TRAINING AT SCALE
Section 24.1
01

Data parallelism + ZeRO/FSDP

Single-GPU training works up to about 1B parameters. For anything larger, you need to distribute the work across multiple GPUs. The simplest distribution — data parallelism (DP) — replicates the entire model on every GPU and gives each a different chunk of the training batch. Each GPU computes its own gradients; gradients are averaged via all-reduce; each GPU applies the same optimizer update. Beautifully simple, but it requires the model + optimizer state to fit on ONE GPU. ZeRO (Rajbhandari 2020) extends DP by sharding the bookkeeping across ranks, allowing each GPU to hold only 1/N of the optimizer state, gradients, and (optionally) parameters. FSDP (PyTorch’s Fully Sharded Data Parallel) is the production implementation. This section walks both.

Plain data parallelism

The baseline DP setup:

Data parallelism setup: N GPUs (data-parallel ranks). Each rank holds: full model weights + full optimizer state + full gradient buffers. Each rank processes its own MICRO-BATCH (different subset of the global batch). Per training step: 1. Each rank: forward + backward → local gradients. 2. ALL-REDUCE gradients across all N ranks: every rank ends up with the global average gradient. 3. Each rank: AdamW step (using the same gradient → same weight update). 4. Weights stay synchronized. Memory per rank: 4× model size (weights + grads + Adam m, v in fp32). For Llama 3 70B: ~1.1 TB. Doesn't fit on a single H100 (80 GB). This is why plain DP doesn't work for modern LLMs. The optimizer state alone (2× weights for Adam m and v) is too big.

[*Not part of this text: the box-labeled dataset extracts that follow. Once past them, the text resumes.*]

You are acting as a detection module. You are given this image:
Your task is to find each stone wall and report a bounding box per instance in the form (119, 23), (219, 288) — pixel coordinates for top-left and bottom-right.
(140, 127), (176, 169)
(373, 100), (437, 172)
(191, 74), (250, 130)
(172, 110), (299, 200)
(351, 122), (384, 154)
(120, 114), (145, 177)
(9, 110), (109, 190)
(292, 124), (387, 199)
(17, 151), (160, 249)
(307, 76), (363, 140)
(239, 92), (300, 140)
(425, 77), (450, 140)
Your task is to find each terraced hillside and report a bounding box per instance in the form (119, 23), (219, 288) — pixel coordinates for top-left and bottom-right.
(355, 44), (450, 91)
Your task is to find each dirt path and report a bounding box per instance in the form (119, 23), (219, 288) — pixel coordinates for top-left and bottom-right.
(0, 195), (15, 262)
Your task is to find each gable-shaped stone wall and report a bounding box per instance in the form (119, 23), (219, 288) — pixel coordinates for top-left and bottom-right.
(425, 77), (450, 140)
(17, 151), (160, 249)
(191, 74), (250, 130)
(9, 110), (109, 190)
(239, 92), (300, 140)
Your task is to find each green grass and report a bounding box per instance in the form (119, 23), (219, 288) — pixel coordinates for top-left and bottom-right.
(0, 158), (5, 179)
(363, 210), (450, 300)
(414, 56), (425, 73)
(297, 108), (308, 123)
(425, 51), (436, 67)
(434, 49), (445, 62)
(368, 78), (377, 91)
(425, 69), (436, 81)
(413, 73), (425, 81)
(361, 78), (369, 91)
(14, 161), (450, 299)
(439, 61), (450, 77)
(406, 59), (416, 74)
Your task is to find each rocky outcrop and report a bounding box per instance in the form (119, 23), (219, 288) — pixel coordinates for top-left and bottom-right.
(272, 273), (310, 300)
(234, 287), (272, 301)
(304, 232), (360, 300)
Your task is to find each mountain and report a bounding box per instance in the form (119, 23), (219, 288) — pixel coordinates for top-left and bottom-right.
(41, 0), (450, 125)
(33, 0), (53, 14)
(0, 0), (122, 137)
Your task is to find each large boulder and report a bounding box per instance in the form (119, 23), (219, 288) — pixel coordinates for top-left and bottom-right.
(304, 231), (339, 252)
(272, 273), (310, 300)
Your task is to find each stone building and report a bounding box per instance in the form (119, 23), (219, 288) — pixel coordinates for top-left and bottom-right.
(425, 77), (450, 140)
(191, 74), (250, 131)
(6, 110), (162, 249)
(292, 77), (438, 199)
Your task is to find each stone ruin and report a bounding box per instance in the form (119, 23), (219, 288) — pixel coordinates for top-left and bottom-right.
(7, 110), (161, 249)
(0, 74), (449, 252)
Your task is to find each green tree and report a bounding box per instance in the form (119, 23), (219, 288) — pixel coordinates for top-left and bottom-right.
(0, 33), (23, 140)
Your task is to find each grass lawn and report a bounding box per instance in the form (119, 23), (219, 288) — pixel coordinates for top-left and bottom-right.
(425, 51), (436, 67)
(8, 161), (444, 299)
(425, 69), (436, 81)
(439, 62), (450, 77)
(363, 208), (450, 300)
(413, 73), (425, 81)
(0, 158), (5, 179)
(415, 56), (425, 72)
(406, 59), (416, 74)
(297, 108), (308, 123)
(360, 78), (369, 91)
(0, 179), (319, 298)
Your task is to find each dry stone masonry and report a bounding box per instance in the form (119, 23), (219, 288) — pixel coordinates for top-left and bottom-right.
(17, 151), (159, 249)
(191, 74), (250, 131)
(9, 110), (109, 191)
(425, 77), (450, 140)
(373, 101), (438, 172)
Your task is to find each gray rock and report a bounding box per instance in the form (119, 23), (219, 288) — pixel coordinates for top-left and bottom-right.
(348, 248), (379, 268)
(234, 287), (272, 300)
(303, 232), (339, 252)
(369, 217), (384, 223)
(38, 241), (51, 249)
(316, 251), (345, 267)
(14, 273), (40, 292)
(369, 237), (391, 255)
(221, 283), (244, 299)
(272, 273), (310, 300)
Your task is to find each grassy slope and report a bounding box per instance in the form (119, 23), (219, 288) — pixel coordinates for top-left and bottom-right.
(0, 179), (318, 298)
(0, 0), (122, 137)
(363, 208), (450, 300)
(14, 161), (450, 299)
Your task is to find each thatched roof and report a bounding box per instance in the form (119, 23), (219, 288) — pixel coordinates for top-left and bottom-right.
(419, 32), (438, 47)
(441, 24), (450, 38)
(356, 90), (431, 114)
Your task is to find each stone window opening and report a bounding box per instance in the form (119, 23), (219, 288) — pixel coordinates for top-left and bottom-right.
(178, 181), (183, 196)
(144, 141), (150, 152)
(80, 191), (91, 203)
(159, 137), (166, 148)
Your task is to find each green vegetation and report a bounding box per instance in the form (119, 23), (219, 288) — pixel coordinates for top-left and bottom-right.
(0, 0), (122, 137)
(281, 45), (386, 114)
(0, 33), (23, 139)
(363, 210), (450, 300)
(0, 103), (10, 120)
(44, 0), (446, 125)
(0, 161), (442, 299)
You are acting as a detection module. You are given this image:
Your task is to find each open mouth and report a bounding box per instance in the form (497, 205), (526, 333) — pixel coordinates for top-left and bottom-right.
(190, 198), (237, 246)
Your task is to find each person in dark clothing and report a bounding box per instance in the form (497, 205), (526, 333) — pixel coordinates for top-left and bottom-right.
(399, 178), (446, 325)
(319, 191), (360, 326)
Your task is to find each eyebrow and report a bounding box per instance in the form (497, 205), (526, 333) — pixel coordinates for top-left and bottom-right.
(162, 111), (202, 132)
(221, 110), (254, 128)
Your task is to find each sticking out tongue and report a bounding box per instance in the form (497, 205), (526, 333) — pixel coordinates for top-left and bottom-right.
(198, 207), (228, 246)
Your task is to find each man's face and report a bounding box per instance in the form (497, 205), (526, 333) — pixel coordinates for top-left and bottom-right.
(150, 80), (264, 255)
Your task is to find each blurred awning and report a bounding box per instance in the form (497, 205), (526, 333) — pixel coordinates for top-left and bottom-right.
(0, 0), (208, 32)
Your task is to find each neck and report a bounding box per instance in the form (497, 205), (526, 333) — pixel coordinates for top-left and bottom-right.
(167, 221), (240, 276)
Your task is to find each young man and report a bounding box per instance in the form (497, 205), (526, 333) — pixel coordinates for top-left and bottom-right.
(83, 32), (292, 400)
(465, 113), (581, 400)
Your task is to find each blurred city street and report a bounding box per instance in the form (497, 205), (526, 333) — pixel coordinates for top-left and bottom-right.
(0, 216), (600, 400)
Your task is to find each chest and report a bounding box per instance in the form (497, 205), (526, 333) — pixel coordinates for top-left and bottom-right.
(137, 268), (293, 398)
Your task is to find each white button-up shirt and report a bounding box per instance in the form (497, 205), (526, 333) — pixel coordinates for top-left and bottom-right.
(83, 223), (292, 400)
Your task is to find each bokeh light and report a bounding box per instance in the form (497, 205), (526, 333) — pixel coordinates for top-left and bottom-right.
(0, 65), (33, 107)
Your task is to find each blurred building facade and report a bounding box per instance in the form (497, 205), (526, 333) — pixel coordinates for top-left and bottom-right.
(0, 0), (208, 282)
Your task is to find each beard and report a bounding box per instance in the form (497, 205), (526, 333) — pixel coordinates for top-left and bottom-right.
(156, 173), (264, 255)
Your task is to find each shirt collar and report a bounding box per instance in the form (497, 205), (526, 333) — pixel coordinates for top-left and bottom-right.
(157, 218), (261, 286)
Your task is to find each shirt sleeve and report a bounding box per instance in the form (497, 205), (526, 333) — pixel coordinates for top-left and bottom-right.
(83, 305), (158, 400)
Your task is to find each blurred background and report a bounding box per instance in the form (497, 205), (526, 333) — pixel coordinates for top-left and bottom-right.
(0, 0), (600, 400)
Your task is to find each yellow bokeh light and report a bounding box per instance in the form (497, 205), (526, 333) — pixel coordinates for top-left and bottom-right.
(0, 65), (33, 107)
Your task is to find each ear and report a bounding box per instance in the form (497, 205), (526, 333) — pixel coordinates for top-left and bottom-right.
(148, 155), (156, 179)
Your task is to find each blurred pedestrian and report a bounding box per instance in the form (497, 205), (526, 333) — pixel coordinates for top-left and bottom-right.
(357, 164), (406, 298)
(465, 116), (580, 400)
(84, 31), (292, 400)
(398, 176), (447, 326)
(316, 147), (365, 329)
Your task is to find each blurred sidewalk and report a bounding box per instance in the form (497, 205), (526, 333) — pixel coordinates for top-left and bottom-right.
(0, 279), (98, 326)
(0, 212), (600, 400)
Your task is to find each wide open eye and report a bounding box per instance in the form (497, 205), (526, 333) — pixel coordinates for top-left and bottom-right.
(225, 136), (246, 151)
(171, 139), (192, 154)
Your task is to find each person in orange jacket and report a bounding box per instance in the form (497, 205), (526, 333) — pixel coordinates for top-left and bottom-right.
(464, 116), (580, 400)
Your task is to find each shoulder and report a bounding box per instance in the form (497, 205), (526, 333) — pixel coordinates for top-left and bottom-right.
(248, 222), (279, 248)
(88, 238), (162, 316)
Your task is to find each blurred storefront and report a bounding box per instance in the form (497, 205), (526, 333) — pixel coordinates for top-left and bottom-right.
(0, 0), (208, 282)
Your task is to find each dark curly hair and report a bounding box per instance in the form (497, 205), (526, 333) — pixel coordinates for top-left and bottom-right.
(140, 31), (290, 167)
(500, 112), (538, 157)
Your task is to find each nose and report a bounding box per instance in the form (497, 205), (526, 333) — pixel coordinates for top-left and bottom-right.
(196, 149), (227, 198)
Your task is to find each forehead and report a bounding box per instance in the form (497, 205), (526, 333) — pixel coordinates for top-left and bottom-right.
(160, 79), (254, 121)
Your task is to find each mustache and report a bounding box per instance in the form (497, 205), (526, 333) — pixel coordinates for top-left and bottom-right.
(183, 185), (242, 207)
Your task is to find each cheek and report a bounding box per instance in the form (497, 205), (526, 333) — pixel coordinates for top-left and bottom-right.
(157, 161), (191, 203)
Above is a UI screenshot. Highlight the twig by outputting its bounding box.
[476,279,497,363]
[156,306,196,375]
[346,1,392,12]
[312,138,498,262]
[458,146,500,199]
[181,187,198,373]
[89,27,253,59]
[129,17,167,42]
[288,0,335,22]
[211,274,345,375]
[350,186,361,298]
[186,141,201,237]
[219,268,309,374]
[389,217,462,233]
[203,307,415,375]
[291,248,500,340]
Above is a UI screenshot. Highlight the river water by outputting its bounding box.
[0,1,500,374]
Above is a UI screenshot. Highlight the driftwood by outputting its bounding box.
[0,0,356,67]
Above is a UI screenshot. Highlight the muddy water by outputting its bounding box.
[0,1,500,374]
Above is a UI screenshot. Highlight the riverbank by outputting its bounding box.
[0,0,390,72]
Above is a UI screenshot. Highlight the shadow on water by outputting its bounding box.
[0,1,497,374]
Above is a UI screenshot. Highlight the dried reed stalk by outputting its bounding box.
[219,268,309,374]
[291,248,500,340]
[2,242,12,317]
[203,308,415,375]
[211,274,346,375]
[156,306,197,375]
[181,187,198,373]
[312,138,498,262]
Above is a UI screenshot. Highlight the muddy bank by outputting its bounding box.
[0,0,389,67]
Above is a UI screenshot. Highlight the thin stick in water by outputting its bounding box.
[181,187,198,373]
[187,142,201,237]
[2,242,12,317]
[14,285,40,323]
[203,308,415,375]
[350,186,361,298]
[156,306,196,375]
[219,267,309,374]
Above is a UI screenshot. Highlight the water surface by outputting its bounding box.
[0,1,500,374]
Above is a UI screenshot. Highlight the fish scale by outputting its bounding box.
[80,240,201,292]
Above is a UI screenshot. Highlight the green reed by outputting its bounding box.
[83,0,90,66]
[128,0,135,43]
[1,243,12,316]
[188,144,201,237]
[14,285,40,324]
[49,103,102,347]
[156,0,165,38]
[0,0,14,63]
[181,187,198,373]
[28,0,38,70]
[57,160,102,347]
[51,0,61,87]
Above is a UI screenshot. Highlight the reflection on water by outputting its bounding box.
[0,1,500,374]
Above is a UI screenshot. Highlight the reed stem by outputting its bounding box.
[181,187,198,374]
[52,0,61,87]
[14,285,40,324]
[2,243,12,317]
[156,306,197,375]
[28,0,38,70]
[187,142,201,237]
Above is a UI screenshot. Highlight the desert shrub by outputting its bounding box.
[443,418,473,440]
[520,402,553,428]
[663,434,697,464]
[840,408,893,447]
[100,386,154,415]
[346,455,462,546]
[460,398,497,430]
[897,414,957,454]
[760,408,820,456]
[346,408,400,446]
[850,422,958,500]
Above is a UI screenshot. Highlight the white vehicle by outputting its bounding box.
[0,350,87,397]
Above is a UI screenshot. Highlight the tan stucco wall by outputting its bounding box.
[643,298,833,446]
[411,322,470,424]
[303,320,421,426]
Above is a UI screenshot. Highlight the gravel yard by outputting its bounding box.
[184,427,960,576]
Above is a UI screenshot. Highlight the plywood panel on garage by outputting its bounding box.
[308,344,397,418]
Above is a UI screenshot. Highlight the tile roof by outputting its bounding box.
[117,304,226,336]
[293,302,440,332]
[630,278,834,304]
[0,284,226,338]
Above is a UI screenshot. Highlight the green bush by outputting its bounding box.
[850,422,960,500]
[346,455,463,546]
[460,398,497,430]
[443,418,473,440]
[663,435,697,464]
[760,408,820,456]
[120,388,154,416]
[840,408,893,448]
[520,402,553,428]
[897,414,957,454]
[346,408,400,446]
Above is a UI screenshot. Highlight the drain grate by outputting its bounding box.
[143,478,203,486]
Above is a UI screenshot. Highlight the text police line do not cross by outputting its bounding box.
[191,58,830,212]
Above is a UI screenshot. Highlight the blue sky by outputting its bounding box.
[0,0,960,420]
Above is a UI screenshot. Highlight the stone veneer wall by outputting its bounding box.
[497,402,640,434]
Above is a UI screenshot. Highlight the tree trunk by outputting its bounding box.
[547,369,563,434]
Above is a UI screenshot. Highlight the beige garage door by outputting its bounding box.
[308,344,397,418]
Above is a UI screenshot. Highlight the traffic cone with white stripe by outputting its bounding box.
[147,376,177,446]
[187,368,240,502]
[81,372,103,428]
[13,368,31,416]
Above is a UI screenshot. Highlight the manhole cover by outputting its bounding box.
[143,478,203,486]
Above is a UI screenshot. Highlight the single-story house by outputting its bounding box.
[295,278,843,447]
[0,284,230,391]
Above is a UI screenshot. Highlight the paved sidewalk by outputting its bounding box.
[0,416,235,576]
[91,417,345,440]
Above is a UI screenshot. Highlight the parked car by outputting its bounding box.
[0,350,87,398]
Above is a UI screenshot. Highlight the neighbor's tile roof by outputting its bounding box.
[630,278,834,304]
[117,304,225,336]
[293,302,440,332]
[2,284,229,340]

The all-reduce step is the dominant communication. For a 70B model, ~280 GB of gradients per rank must be summed across N ranks every step.

The all-reduce cost

Ring all-reduce (the standard algorithm): N ranks in a logical ring. Total gradient tensor size G bytes. Algorithm: 1. Split G into N chunks of size G/N. 2. SCATTER-REDUCE phase: in N-1 rounds, each rank sends one chunk to its neighbor and receives one. After N-1 rounds, each rank has the fully-reduced version of one chunk. 3. ALL-GATHER phase: in N-1 rounds, ranks share their reduced chunks. After N-1 rounds, every rank has the complete reduced tensor. Per-step traffic per link: 2 · G · (N-1)/N ≈ 2·G bytes (large N). Wall-clock with bandwidth B per link: 2·G / B. Crucially: ring all-reduce is BANDWIDTH-OPTIMAL — every byte of the gradient travels exactly 2 link-hops (down and back up). Cannot do better with any algorithm. For Llama 3 70B (G = 140 GB gradients in fp16): On NVLink (900 GB/s per link): 2 · 140 / 900 = ~0.3 seconds per step (within node). On InfiniBand (50 GB/s per link): 2 · 140 / 50 = ~5.6 seconds (across nodes). The 18× factor is why multi-node DP gets expensive. Communication can dominate compute.

Ring all-reduce is the canonical algorithm. Modern libraries (NCCL for NVIDIA, RCCL for AMD) implement it directly in CUDA / ROCm kernels, taking advantage of NVLink and InfiniBand simultaneously where possible.

— think, then check —

Setup:

1024 GPUs total, organised as 128 nodes × 8 GPUs/node.

Intra-node: NVLink at ~900 GB/s per link.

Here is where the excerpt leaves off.